Intraperitoneal pharmacokinetics of vancomycin in patients on automated peritoneal dialysis

It is unclear if the pharmacokinetics of vancomycin are the same during automated peritoneal dialysis (APD), where cycler exchanges may affect the systemic, peritoneal, and urinary disposition of drug. We conducted a prospective pharmacokinetic study evaluating the pharmacokinetics of vancomycin in plasma, dialysis fluid, and urine in peritonitis‐negative patients on APD. Patients underwent four drug‐free exchanges with 1.5% or 2.5% dextrose following the initial dwell period. Plasma, dialysis fluid, and urine was collected over the course of 7 days for pharmacokinetic analysis. Four patients completed the study with no adverse events. Following a median (range) dwell of 14.6 (14.2–17.6 h), the mean (±SD) observed maximum plasma concentration was 28.7 ± 4.9 mg/L with a mean bioavailability of 98.5 ± 1.4% prior to starting the cycler. The overall mean total plasma clearance estimated from study start to completion was 7.6 ± 1.2 ml/min. Mean total clearance during the dialytic exchange was 13.6 ± 4.9 ml/min. In patients with residual renal function, the mean vancomycin renal clearance was 3.1 ± 1.5 ml/min, representing 21.4%–58.9% of the overall total plasma clearance during the study period.

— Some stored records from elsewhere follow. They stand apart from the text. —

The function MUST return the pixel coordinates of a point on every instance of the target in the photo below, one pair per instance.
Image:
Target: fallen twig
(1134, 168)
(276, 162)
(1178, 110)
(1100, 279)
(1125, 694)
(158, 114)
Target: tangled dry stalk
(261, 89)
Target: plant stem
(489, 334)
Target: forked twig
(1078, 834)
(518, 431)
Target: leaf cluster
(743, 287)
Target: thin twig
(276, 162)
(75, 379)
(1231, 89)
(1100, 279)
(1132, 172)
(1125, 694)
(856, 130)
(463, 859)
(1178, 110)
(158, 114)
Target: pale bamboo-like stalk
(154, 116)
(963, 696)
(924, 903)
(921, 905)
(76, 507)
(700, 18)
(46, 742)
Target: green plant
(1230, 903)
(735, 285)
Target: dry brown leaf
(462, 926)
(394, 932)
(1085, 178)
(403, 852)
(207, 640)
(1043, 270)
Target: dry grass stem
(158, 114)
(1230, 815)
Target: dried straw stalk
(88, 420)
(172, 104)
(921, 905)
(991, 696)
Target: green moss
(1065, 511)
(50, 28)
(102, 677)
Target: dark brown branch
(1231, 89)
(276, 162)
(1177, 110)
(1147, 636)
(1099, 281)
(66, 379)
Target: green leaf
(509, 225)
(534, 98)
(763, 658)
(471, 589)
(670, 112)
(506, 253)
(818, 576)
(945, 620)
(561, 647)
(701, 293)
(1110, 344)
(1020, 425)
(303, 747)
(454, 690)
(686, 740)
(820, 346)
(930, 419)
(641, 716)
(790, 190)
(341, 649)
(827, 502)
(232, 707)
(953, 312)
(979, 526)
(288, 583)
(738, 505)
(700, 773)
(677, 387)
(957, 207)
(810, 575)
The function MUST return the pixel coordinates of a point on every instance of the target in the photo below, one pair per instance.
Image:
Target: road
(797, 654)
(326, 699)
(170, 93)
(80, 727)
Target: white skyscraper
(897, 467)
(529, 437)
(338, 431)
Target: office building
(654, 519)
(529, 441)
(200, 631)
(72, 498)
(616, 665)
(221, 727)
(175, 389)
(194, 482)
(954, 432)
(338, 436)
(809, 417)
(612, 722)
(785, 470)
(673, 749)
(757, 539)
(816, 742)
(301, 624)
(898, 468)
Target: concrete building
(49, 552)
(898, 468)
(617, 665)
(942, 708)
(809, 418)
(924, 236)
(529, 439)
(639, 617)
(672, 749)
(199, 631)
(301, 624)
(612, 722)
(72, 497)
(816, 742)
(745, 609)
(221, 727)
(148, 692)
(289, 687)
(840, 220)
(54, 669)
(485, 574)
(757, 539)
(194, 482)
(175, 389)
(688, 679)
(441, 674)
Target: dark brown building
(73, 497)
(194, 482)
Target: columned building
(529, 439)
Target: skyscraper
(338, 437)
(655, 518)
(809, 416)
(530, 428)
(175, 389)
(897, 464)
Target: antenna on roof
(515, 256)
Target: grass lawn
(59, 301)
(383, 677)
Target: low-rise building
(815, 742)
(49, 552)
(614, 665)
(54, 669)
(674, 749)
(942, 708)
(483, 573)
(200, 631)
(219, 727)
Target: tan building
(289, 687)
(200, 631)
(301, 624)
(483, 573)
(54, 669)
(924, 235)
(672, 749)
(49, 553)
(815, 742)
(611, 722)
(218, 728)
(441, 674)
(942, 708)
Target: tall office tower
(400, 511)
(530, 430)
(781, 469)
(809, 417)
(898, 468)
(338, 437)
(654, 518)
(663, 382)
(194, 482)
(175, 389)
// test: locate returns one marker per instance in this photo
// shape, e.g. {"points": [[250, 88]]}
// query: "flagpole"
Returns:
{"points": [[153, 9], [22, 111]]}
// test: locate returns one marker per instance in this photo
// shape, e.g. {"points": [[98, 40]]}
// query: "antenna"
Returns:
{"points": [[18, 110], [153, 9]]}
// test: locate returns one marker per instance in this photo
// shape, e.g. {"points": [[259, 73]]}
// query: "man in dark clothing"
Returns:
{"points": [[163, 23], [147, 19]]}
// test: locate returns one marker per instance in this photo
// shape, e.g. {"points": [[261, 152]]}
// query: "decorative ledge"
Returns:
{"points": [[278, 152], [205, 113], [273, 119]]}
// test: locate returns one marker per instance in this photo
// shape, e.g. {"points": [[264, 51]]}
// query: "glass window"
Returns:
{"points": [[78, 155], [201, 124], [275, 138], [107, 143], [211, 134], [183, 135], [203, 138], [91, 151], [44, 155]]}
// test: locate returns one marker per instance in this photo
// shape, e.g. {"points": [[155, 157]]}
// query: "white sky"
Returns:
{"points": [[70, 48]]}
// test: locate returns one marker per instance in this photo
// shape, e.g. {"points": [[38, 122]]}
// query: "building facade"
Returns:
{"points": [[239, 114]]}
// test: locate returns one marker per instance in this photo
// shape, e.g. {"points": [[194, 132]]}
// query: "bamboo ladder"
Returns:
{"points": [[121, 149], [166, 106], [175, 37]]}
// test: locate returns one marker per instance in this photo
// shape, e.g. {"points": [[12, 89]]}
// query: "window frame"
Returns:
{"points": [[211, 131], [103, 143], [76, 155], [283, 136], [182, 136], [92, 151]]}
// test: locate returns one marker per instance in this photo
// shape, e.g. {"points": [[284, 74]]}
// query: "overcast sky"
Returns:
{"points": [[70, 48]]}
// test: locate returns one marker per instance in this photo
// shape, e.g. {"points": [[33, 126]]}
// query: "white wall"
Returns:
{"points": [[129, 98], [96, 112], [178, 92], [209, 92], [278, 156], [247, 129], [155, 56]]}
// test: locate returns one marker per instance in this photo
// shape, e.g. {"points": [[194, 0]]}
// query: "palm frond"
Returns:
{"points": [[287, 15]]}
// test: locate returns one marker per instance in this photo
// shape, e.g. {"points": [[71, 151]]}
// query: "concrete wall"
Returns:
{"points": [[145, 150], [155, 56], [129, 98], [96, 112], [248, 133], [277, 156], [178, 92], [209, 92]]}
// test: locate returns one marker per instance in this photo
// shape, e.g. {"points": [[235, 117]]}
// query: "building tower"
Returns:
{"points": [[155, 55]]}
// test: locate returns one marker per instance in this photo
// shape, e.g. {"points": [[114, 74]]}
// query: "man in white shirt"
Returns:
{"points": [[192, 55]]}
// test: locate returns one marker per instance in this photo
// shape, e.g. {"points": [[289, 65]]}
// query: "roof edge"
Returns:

Despite the small sample size, this pilot study suggests that the dwell time has important implications for systemic vancomycin exposure, time to therapeutic plasma concentration, and dosing. Dose is driven by dwell time, whereas the cycler determines the dosing interval. Rapid exchanges from APD will determine the frequency of dosing rather than the adequacy of absorption when vancomycin is given in the peritoneum.

Study Highlights

• WHAT IS THE CURRENT KNOWLEDGE ON THE TOPIC?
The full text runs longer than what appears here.